Amherst County High School Principal Derrick Brown played drums while walking alongside the school’s marching band with a bright smile as if the 2004 senior class president of ACHS was a teenager again.
A young boy in a blue hat was excited as an array of fire trucks passed by, walking up to the sidewalk’s edge and declaring for all to hear: “I like this parade.”
Of those festive scenes and many more during the First Annual First Responder Parade and Celebration in Amherst Saturday, one in particular town officials were thankful to see was the sun shining in a stretch of blue sky west of South Main Street, prevailing over the threat of rain and dark clouds.
While rain had poured across Central Virginia earlier in the day, by the parade’s start at 5 p.m. several hundred people lined South Main and Second streets and the event took off with just more than 50 parade entries, including many branches of law enforcement and public safety.
Town of Amherst Police Chief Bobby Shiflett and the town organized the new summer parade with a concert featuring country music singer Tommy Wood and a fireworks display following.
The parade included a new route kicking off from the Amherst Public Library, heading north up South Main Street, taking a right onto Second Street and ending at Second Stage Amherst, a measure town officials have said was aimed at easing traffic congestion on U.S. 60.

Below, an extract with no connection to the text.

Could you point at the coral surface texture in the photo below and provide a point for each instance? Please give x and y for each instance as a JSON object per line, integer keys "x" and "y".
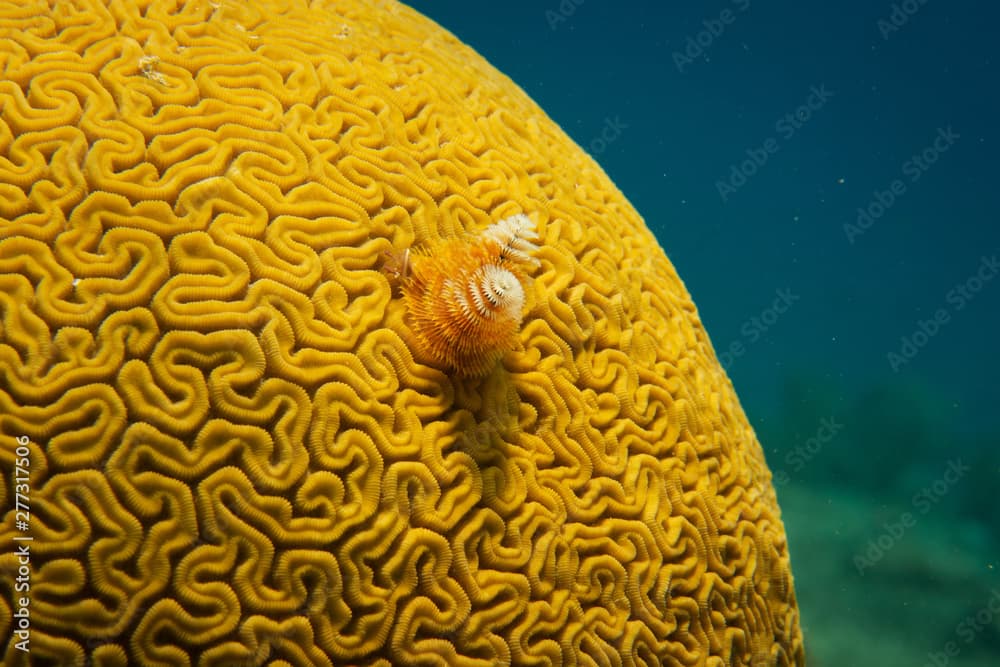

Jessica Martin, of Madison Heights, was among gatherers who enjoyed watching her daughter, Kaleigh Bennett, a rising freshman at Amherst County High School, play saxophone for the marching band.
“It’s good to have something to do to celebrate the Fourth,” Martin said.
Jackie Hodges, a Madison Heights resident and Bennett’s grandmother, said she usually attends the town’s Christmas parades and enjoyed the new summer parade.
“I think it’s great,” Hodges said. “You don’t have to go to Lynchburg and fight traffic.”
Sarah Norconk and Becca Bain, both of Amherst, brought their children to the parade and fireworks show that kicked off behind CVS in Amherst shortly after nightfall.
“It’s just something to do in the town,” Norconk said. “You don’t have to go too far.”
Bain said she liked the new parade route and thinks it works better.
“Everybody likes fireworks,” Bain said of the evening’s finale.
After the parade ended, a large crowd gathered at Second Stage Amherst and engaged in cordial conversations in the venue’s parking lot while waiting in line for free watermelon and ice cream.
Maggie Doll, who graduated from Amherst County High School more than a decade ago, said her nearly 2-year-old son especially enjoyed the parade and constant presence of fire trucks.
“He got to yell out ‘truck!’” Doll said. “Great day for him.”
Doll said she recalled going to a summer parade in Amherst in the 1990s.
“I think it’s awesome,” she said of the town organizing an annual daytime summer parade. “It’s like a nice little community thing to do. I appreciate it.”
Longtime Amherst resident Bill Wydner said he liked the new parade route.
“It was nice. Couldn’t have been no better,” Wydner said of the parade. “I enjoyed it. I hope they keep on doing it.”
The town plans to use the same route as it takes on organizing the annual Christmas parade. The Amherst Lions Club had organized the event for years but recently stepped down from the duties.
Amherst Town Councilwoman Sarah Ogden said she felt the parade went very well and she feels the new route served as a good trial run for the Christmas parade. She liked seeing local residents fill the streets and was glad the weather held up.
“I’m excited to see fireworks for the town so [residents] don’t have to travel to other localities,” Ogden said. “This is an awesome community event for the town.”